For this specific assignment the following questions/issues should be addressed (and other issues can be addressed, too):

·         In what ways to people typically mis-conceive of randomness? (You can bring in additional points not mentioned in the paper.)

 

·         Consider the Miller & Fridell paper:

o   Summarize the relationship between the four discrete distributions mentioned in the paper.

o   Show how the first equality (in regard to P(X = x)) on p. 348 simplifies to the second equality.

o   Provide a practical example of the Negative Hypergeometric distribution (either from the paper or from your own creative mind).

 

·         Back to the Froehlich, Duckworth, & Culhane paper:

o   Section 3.1

§  Verify that T, the minimum number of songs until the ith artist is played, has a negative hypergeometric distribution.

§  How do probability calculations from this model refute a claim by Levy?

 

o   Section 3.2

§  Why do the probability-model calculations alone not refute the claim by Levy? What do the authors speculate might be an explanation?

 

o   Section 3.3

§  How is the Levy claim of three-songs-from-the-same-album on the autofill related to the “birthday problem”?

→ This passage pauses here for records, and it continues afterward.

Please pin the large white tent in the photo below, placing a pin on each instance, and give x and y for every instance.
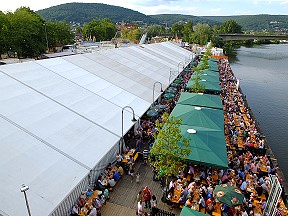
(61, 119)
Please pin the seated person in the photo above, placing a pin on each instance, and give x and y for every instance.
(120, 170)
(116, 176)
(109, 167)
(119, 158)
(89, 193)
(106, 194)
(189, 202)
(100, 184)
(111, 182)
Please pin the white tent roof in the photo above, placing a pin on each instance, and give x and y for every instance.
(60, 116)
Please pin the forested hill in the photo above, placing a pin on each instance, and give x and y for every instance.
(86, 12)
(170, 19)
(260, 22)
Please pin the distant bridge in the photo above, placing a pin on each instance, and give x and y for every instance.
(235, 37)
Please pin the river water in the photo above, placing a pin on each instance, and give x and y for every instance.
(263, 74)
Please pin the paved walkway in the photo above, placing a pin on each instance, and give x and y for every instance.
(123, 197)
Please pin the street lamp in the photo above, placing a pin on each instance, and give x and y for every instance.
(182, 66)
(133, 120)
(154, 91)
(23, 189)
(46, 36)
(170, 75)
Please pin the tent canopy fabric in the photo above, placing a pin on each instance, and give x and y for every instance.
(190, 212)
(209, 86)
(61, 118)
(199, 116)
(208, 146)
(205, 76)
(200, 99)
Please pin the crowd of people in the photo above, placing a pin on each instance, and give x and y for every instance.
(248, 165)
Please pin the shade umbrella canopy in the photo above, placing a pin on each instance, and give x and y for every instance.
(159, 107)
(213, 68)
(190, 212)
(210, 72)
(171, 90)
(177, 81)
(174, 84)
(169, 96)
(213, 60)
(208, 146)
(205, 76)
(209, 86)
(199, 116)
(200, 99)
(228, 195)
(152, 112)
(193, 63)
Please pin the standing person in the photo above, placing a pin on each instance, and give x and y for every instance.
(138, 178)
(147, 195)
(138, 145)
(140, 209)
(154, 206)
(131, 172)
(139, 197)
(145, 156)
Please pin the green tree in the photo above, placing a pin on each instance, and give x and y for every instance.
(187, 30)
(58, 33)
(4, 33)
(102, 29)
(155, 30)
(231, 26)
(177, 29)
(166, 154)
(197, 87)
(26, 36)
(201, 35)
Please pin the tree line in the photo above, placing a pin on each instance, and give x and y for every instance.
(25, 33)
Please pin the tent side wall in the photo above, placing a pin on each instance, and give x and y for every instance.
(64, 208)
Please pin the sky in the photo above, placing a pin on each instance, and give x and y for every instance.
(189, 7)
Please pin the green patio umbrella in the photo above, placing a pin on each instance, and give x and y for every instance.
(190, 212)
(171, 90)
(159, 107)
(152, 112)
(209, 85)
(209, 72)
(193, 64)
(199, 116)
(200, 99)
(208, 146)
(228, 195)
(177, 81)
(168, 96)
(174, 84)
(208, 77)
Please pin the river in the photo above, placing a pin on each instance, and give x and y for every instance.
(263, 74)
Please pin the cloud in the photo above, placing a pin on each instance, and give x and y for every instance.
(284, 2)
(164, 9)
(216, 11)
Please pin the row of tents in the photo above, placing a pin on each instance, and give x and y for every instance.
(203, 122)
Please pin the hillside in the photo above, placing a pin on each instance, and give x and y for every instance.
(86, 12)
(173, 18)
(262, 22)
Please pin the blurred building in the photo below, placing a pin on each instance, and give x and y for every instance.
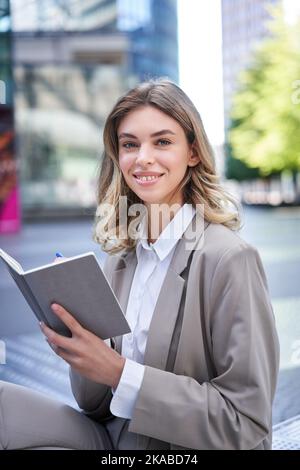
(244, 26)
(71, 61)
(9, 191)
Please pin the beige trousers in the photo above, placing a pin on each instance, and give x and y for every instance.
(30, 420)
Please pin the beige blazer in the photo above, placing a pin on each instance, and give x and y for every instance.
(211, 362)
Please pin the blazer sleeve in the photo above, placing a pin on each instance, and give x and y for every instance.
(93, 398)
(233, 409)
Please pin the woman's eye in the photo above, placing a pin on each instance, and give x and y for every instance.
(163, 142)
(129, 145)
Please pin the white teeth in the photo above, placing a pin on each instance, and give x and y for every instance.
(147, 178)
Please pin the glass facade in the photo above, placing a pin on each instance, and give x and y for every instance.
(9, 194)
(72, 60)
(60, 112)
(244, 25)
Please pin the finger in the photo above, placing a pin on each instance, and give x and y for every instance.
(52, 346)
(59, 260)
(67, 319)
(54, 338)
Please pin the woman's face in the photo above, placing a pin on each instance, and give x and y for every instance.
(154, 155)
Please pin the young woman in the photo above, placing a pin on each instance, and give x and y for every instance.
(199, 369)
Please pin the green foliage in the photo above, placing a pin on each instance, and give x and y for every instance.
(265, 119)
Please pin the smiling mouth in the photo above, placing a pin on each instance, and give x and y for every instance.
(147, 178)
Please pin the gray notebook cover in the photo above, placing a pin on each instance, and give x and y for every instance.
(79, 285)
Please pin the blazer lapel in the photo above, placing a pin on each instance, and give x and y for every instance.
(167, 307)
(121, 282)
(168, 302)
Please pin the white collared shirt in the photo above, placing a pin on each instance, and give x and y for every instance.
(152, 266)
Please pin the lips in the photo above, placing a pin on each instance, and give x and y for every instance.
(146, 173)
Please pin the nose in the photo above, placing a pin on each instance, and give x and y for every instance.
(144, 155)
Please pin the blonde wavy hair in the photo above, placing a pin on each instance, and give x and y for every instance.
(200, 185)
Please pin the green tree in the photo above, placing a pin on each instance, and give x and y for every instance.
(265, 119)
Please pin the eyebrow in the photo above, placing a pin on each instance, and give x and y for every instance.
(155, 134)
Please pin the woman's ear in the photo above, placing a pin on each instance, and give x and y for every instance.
(194, 158)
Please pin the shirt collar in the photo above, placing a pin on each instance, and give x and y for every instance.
(169, 236)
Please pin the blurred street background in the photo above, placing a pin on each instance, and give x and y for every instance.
(63, 64)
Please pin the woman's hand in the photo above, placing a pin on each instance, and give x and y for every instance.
(84, 351)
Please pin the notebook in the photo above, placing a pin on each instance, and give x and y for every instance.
(78, 284)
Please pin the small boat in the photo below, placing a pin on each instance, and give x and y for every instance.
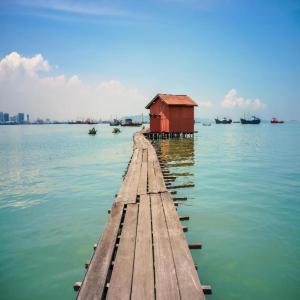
(116, 130)
(224, 121)
(275, 121)
(92, 131)
(253, 120)
(129, 122)
(115, 122)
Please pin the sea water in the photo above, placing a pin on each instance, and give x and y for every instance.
(57, 182)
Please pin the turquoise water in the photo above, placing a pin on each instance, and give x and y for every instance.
(57, 182)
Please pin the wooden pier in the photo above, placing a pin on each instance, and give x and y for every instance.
(143, 253)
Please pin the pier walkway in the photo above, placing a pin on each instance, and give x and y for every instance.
(143, 253)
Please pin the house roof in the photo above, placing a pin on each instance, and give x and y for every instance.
(169, 99)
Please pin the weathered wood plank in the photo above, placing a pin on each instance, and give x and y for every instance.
(129, 187)
(152, 182)
(165, 275)
(94, 282)
(121, 278)
(159, 177)
(143, 274)
(188, 280)
(142, 188)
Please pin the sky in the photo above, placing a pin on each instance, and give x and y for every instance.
(64, 59)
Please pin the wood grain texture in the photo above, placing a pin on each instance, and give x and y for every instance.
(121, 278)
(165, 274)
(143, 274)
(94, 282)
(188, 280)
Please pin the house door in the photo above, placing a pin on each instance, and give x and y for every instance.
(155, 124)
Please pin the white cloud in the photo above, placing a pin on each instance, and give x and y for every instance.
(14, 64)
(26, 85)
(233, 100)
(88, 8)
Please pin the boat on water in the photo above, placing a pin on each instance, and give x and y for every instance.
(223, 121)
(116, 130)
(275, 121)
(129, 122)
(92, 131)
(253, 120)
(115, 122)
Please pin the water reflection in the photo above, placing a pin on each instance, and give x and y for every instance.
(178, 156)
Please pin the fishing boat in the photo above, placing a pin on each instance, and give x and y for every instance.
(92, 131)
(116, 130)
(224, 121)
(115, 122)
(275, 121)
(253, 120)
(129, 122)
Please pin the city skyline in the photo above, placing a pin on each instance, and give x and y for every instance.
(79, 59)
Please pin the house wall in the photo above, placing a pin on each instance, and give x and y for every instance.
(161, 123)
(164, 118)
(181, 119)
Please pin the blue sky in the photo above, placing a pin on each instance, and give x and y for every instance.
(224, 53)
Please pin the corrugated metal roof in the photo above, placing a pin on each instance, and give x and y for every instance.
(169, 99)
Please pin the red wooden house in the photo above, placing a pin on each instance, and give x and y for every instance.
(171, 114)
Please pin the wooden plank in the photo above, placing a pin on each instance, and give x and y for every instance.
(188, 280)
(129, 187)
(120, 282)
(142, 188)
(165, 275)
(143, 274)
(159, 177)
(152, 183)
(94, 282)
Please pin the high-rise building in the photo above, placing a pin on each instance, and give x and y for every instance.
(20, 118)
(5, 117)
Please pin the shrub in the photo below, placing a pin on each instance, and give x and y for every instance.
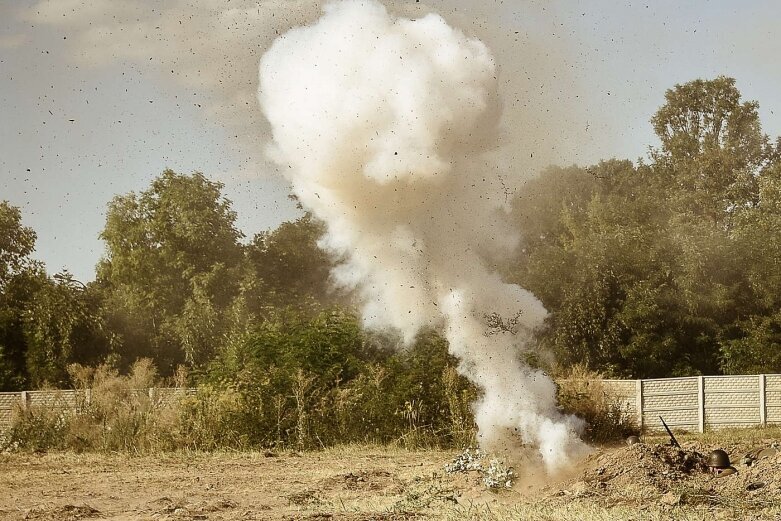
(582, 393)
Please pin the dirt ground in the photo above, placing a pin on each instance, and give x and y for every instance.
(647, 481)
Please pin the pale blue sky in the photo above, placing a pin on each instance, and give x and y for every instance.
(148, 89)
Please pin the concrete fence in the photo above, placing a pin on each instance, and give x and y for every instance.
(697, 403)
(70, 399)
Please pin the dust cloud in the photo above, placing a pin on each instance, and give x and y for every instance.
(386, 127)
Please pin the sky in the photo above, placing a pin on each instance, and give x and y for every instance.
(98, 97)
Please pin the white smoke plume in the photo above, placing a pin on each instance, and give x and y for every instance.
(383, 126)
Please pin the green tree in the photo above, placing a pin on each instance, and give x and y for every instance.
(62, 325)
(712, 148)
(292, 269)
(20, 277)
(173, 260)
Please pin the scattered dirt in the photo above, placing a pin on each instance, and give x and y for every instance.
(643, 481)
(680, 475)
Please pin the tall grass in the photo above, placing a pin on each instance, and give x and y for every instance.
(118, 413)
(581, 392)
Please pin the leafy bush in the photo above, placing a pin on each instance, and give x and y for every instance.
(582, 393)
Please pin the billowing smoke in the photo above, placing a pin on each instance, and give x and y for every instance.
(384, 127)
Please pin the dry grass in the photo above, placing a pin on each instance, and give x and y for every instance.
(353, 482)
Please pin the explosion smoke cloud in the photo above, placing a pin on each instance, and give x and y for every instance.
(383, 126)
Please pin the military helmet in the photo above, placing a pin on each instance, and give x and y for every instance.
(718, 459)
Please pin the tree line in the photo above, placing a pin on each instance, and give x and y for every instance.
(664, 267)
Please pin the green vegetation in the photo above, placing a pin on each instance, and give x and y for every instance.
(661, 268)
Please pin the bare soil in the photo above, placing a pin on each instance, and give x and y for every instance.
(645, 481)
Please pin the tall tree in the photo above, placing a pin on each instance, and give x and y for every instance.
(173, 257)
(20, 277)
(712, 147)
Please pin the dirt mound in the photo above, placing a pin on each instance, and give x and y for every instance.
(679, 475)
(640, 464)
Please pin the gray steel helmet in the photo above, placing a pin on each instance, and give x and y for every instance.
(718, 459)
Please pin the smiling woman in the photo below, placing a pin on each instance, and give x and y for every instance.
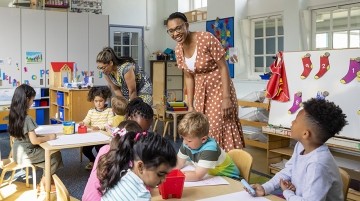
(123, 76)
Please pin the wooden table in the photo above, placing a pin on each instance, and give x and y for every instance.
(175, 114)
(202, 192)
(49, 150)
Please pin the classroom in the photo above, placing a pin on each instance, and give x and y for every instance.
(279, 60)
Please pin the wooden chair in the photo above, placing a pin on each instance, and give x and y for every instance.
(243, 160)
(161, 116)
(9, 164)
(62, 194)
(345, 177)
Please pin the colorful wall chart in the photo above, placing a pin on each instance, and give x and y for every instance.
(223, 29)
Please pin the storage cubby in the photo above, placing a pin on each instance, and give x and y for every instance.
(69, 104)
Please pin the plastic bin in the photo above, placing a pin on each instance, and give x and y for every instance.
(61, 114)
(173, 185)
(60, 98)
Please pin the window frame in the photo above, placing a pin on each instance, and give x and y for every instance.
(253, 73)
(330, 10)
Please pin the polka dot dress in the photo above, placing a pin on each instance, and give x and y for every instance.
(208, 91)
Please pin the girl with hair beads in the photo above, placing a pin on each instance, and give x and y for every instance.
(26, 147)
(91, 193)
(97, 118)
(140, 160)
(140, 112)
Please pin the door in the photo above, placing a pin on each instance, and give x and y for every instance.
(128, 41)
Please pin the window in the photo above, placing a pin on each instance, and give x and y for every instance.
(267, 39)
(336, 27)
(190, 5)
(127, 41)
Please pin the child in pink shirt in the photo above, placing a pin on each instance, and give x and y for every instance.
(140, 116)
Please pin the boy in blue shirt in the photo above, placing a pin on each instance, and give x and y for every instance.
(202, 150)
(311, 173)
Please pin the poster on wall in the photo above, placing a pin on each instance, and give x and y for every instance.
(33, 57)
(223, 30)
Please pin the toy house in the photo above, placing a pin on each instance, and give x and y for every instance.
(60, 72)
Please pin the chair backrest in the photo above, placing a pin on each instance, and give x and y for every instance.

§  Can you clearly explain the simplified model presented by the authors? How does this simplified model refute Levy’s claim?

 

o   Section 3.4

§  Verify that S, the number of shuffles required until a particular song is played in the first n songs, has a geometric distribution. How does the geometric model refute Levy’s specific claim?

 

·         Here’s a quick explanation of significance testing… There are two hypotheses (the null hypothesis, which is a statement of “status quo,” and the alternative hypothesis). In this situation, the null hypothesis is that the iPod actually shuffles randomly. In a significance test we collect data and see how much evidence we have against the null hypothesis (against random shuffling). This particular test uses a chi-square goodness-of-fit test, comparing actual observations with what we expect if the shuffling is indeed random. Large deviations between observed and expected would suggest the iPod is not randomly shuffling. The p-value is the probability of getting the observed data under the assumption of random shuffling. So large p-values provide no evidence against random shuffling, while small p-values provide evidence against random shuffling.

 

o   Now, based on that brief explanation, how do the significance tests in Section 4 refute a claim by Levy? (You might need to lean on the students in class who have already studied significance testing.)

 

·         What lingering questions do you have about the articles? Also, did you find any part of the articles especially interesting?